Mark Steyn escribió: “¡Racista!: Es el grito del progre occidental que no puede soportar que sus fantasías ideológicas sean perturbadas”. Si alertas sobre las altas tasas de delincuencia de la inmigración extraeuropea y su difícil asimilabilidad cultural, o arguyes que cualquier Estado digno de tal nombre tiene derecho a controlar sus fronteras: ¡racista! Si te preocupan las tasas de natalidad paupérrimas de casi toda Europa, eres un racista que “teme que se extingan los blanquitos”. Si te preocupa que a los niños afrikaner les saquen los ojos, eres un racista que añora los buenos viejos tiempos del apartheid.

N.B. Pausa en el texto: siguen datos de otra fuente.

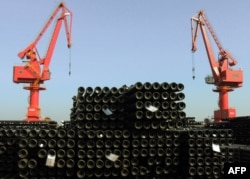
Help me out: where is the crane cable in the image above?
[69,48,71,76]
[192,52,195,80]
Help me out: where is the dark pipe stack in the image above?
[0,82,238,179]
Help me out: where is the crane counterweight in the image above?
[191,10,243,122]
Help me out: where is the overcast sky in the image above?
[0,0,250,121]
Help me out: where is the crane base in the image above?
[214,108,236,122]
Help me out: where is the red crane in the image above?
[191,10,243,122]
[13,3,72,121]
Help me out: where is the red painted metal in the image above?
[191,10,243,122]
[13,3,72,121]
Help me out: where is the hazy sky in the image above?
[0,0,250,121]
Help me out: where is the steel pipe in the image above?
[37,149,47,158]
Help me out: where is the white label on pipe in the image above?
[146,105,158,112]
[102,108,113,116]
[106,153,119,162]
[45,154,56,167]
[212,143,220,152]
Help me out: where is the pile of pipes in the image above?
[0,82,237,178]
[68,82,233,178]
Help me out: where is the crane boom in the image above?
[13,3,72,121]
[191,10,243,122]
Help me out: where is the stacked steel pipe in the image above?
[0,82,239,178]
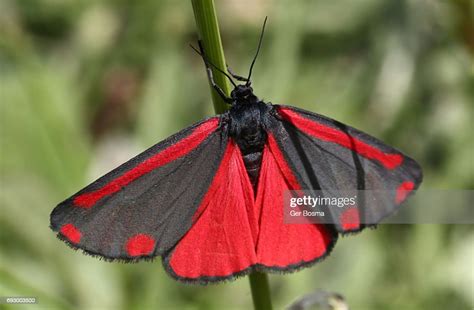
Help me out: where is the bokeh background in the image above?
[0,0,474,310]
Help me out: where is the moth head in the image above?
[230,83,258,104]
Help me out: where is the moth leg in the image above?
[198,40,232,104]
[205,66,232,103]
[227,66,249,82]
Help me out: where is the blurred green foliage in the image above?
[0,0,474,310]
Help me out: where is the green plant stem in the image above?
[191,0,230,113]
[191,0,272,310]
[249,272,272,310]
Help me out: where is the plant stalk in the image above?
[191,0,230,114]
[191,0,272,310]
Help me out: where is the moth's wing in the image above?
[272,105,422,233]
[163,140,258,283]
[51,117,228,261]
[255,137,337,272]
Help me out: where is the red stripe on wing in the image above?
[278,107,403,169]
[256,142,335,269]
[169,142,257,280]
[74,118,219,208]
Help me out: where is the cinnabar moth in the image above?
[51,18,422,283]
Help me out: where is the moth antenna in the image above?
[246,16,268,86]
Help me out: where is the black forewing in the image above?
[270,105,422,232]
[51,117,228,260]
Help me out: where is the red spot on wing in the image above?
[169,142,258,279]
[74,118,219,208]
[256,134,334,268]
[59,223,82,243]
[279,108,403,169]
[339,207,360,230]
[395,181,415,204]
[125,234,155,257]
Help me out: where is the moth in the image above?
[51,18,422,283]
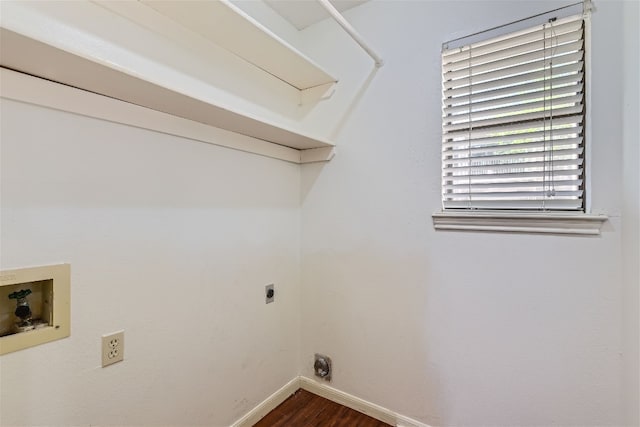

Todos los negros son el mismo negro: por eso, las sevicias que sufrió la víctima de la esclavitud hace 200 años o de la segregación racial hace 50 pueden ser reparadas ahora ofreciendo “discriminación positiva” a su bisnieto. Todos los blancos son el mismo blanco: por eso, las injusticias de los orquestadores del apartheid pueden ser expiadas mediante el descuartizamiento de sus descendientes. Sippenhaft, “castigo colectivo”: un concepto muy amado por los nazis.

Un masoquismo penitencial lleva al progresista occidental a extender el cuello para que los mil y un agraviados por la opresión blanco–masculino–cristiano–heterosexual se lo corten. La historia entendida como una interminable revancha de los supuestamente humillados y ofendidos. Hay que reservar a las mujeres el 50% de los puestos en todos los ámbitos; a los sudafricanos negros el 92% (y los blancos deben expiar con sangre el pecado del apartheid); hay que entregar al lobby LGTB la educación sexual en los colegios, para compensar milenios de “homofobia”… Cuando termine el gran ajuste de cuentas, Occidente será Zimbabwe.